Jallailudeen Rabana Lawal,
Arhyel Gana Balami,
Lawan Adamu,
Yachilla Maryam Bukar-Kolo

Mac Vet Rev 2021; 44 (1): i - vii


Received: 22 March 2020

Received in revised form: 08 November 2020

Accepted: 09 November 2020

Available Online First: 28 December 2020

Published on: 15 March 2021

Correspondence: Muhammad Mustapha, tanimuzimbos@gmail.com


Diarrhea caused by multidrug-resistant Escherichia coli (E. coli) is an important and common problem in companion animals, especially dogs. Moreover, these dogs may serve as a reservoir of pathogenic strains of E. coli that may cause enteric and extra-intestinal infections in humans and other animals. This study was conducted to investigate the antibiotic susceptibility pattern of E. coli isolates from diarrheic dogs in Maiduguri Metropolis, Borno State, Nigeria.
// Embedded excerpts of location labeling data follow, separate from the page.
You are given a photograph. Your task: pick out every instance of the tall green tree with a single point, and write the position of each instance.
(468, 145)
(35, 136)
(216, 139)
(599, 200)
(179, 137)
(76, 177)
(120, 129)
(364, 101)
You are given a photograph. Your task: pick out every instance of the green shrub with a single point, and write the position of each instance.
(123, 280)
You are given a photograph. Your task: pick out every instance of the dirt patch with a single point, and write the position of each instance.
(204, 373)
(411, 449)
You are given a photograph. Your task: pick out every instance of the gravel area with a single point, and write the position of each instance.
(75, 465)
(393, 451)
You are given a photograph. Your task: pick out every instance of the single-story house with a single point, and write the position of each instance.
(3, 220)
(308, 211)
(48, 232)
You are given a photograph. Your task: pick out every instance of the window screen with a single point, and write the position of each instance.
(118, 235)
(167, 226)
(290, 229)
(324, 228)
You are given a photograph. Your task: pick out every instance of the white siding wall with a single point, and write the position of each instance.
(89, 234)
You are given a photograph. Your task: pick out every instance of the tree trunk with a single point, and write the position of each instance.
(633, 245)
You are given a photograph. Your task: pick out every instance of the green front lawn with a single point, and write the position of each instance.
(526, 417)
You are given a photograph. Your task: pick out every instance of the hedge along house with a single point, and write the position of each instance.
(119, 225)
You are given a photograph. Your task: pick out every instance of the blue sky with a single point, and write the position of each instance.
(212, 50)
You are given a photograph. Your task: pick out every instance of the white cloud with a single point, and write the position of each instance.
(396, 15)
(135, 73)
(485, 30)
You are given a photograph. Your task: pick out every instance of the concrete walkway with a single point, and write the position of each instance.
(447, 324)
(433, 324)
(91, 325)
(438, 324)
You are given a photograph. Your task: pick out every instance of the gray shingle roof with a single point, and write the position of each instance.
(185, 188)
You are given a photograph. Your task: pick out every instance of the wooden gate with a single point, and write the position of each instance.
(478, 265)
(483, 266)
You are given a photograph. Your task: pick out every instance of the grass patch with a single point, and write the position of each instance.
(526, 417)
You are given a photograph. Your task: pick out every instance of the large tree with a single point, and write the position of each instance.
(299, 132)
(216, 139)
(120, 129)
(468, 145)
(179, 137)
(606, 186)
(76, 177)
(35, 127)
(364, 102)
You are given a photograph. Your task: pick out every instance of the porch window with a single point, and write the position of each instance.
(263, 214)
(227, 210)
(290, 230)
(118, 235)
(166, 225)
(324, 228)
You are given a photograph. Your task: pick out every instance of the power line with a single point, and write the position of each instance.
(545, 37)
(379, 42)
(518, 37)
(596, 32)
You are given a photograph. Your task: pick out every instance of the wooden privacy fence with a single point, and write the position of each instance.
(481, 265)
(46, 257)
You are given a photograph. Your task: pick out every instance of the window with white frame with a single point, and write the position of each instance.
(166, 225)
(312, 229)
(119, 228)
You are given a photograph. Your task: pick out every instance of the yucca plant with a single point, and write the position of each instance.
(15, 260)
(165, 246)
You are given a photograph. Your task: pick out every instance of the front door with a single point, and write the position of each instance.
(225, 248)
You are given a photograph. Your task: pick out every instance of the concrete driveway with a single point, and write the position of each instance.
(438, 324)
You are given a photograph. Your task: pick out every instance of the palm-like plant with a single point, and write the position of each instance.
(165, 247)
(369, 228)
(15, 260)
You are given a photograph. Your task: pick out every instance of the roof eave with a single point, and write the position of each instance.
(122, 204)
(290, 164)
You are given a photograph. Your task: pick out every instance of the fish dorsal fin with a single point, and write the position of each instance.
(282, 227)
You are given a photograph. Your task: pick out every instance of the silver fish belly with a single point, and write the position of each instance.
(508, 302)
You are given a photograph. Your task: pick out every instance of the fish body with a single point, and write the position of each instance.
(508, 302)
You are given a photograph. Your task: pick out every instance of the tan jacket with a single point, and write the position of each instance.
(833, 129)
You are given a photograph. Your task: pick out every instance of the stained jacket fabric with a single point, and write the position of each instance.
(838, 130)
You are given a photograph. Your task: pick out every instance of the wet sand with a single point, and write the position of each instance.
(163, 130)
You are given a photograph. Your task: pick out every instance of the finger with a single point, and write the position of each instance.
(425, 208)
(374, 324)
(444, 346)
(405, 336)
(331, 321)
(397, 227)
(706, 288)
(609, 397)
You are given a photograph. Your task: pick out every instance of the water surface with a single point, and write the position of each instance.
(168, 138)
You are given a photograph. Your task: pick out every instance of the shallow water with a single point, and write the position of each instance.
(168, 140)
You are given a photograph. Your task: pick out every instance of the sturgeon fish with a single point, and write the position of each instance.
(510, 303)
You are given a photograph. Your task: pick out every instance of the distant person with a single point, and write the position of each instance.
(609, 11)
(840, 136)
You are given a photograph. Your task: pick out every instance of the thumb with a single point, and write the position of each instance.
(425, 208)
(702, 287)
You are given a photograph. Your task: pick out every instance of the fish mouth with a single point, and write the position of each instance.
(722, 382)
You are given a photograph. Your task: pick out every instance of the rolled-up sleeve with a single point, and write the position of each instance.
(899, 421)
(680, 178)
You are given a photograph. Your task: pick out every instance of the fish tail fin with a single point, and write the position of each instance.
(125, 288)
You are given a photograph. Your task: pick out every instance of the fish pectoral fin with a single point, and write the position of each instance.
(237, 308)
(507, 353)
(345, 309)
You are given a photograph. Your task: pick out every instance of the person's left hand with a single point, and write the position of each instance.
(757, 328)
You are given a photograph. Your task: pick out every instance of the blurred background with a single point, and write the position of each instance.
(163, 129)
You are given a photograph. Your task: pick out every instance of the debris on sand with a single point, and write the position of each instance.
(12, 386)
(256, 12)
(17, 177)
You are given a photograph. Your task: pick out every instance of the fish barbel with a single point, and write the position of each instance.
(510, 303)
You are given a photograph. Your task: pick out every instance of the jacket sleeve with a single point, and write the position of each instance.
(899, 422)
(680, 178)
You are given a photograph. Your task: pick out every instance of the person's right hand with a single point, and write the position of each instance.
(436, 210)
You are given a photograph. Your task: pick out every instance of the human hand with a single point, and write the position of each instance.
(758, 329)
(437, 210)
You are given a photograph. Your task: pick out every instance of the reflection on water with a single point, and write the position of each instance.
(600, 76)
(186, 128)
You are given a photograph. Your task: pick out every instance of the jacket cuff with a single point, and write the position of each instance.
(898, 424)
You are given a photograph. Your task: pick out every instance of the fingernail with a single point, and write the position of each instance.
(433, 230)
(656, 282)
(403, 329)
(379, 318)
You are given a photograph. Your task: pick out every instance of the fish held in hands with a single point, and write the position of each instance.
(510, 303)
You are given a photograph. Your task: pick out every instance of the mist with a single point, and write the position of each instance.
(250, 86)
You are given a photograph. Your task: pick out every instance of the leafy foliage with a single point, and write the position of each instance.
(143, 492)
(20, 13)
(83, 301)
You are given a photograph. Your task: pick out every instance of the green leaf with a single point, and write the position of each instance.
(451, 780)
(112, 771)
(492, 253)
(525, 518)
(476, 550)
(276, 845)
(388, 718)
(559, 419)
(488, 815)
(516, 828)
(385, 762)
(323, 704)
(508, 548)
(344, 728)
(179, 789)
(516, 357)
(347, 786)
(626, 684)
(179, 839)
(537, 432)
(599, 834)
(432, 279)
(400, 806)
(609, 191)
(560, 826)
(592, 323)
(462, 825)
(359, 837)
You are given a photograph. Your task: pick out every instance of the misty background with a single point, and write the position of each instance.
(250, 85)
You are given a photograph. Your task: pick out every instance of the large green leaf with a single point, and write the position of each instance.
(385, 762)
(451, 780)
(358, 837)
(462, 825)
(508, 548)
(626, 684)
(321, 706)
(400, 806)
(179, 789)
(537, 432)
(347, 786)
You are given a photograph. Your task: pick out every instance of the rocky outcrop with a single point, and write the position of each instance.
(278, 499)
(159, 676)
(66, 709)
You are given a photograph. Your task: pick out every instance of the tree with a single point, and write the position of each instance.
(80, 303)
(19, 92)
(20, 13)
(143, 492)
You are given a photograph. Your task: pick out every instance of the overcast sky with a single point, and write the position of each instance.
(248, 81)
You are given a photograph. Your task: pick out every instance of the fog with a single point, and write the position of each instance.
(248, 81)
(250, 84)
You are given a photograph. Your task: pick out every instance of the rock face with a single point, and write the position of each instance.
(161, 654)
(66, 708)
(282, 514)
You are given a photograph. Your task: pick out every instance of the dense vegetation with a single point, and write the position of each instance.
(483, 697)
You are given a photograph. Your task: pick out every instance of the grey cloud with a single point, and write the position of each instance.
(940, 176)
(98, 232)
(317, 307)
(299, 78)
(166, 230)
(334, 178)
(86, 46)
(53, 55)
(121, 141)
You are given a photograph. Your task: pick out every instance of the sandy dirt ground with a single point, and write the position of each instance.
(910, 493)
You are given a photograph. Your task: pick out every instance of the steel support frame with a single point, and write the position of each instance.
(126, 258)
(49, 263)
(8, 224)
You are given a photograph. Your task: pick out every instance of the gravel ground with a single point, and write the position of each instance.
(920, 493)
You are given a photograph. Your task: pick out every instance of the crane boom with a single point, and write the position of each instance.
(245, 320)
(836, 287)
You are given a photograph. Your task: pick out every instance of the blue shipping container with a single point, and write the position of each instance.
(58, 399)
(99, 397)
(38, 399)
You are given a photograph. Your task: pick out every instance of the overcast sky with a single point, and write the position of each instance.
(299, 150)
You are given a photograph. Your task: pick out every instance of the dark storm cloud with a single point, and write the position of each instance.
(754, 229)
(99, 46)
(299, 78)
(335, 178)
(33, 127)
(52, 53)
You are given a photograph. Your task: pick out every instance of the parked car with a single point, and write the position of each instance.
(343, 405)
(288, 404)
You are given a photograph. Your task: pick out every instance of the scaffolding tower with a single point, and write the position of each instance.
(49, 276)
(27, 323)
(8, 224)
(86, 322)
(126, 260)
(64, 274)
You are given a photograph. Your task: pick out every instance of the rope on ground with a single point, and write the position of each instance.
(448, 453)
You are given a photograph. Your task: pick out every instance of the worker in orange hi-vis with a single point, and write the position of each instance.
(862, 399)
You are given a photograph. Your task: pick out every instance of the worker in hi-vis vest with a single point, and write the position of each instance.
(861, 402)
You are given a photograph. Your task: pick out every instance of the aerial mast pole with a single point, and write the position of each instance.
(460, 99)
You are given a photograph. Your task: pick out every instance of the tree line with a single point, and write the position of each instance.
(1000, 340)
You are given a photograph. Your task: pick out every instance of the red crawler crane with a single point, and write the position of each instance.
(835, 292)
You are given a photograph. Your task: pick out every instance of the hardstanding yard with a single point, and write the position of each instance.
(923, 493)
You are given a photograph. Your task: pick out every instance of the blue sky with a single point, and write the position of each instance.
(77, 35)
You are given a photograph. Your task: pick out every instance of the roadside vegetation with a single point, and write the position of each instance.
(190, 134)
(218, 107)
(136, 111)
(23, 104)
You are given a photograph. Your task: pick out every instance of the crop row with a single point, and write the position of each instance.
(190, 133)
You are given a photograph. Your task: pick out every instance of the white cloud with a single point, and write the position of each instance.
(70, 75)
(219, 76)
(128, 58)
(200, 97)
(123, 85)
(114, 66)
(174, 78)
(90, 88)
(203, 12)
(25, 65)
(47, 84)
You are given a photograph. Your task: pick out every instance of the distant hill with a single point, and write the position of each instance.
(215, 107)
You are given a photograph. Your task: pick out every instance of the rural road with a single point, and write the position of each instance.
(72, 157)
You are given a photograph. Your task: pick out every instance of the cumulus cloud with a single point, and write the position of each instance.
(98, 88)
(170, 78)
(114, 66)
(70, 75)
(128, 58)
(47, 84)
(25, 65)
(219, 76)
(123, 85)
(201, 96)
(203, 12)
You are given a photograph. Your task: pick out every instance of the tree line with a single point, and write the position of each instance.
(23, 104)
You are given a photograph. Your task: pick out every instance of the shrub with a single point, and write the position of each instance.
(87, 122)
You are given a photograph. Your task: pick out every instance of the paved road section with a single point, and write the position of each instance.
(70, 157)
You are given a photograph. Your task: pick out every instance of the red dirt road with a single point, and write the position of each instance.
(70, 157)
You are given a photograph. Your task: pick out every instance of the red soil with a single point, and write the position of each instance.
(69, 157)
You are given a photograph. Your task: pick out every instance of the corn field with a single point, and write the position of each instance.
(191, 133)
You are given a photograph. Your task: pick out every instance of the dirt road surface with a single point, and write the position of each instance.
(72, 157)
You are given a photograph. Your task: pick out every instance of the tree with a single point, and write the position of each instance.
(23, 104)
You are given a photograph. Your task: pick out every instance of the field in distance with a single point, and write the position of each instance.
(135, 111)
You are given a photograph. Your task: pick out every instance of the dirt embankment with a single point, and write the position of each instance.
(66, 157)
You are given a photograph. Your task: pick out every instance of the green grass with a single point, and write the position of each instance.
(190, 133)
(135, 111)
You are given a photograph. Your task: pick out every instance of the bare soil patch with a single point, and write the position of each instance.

In fecal samples of 200 dogs with diarrhea, 147 E. coli strains (73.5%) were isolated and characterized by the standard bacteriological techniques (culture, biochemical tests, and antimicrobial susceptibility testing). Out of the 147 positive isolates, 45, 50, and 52 were from Elkanemi Park, Magaram, and Sabon gari wards respectively. The isolates show 100% resistance to chloramphenicol, cefuroxime, and ceftriaxone, 96.6% to amoxicillin, and 95.9% to gentamicin, while all (100%) were susceptible to ciprofloxacin. All the isolates showed multiple antimicrobial resistance. The result of the current study showed that dogs in Maiduguri are important reservoirs of multidrug-resistant E. coli. Therefore, it is important to adopt and apply guidelines for the correct use of antimicrobials in small animal practice to reduce the emergence of multidrug resistance among E. coli in companion animals.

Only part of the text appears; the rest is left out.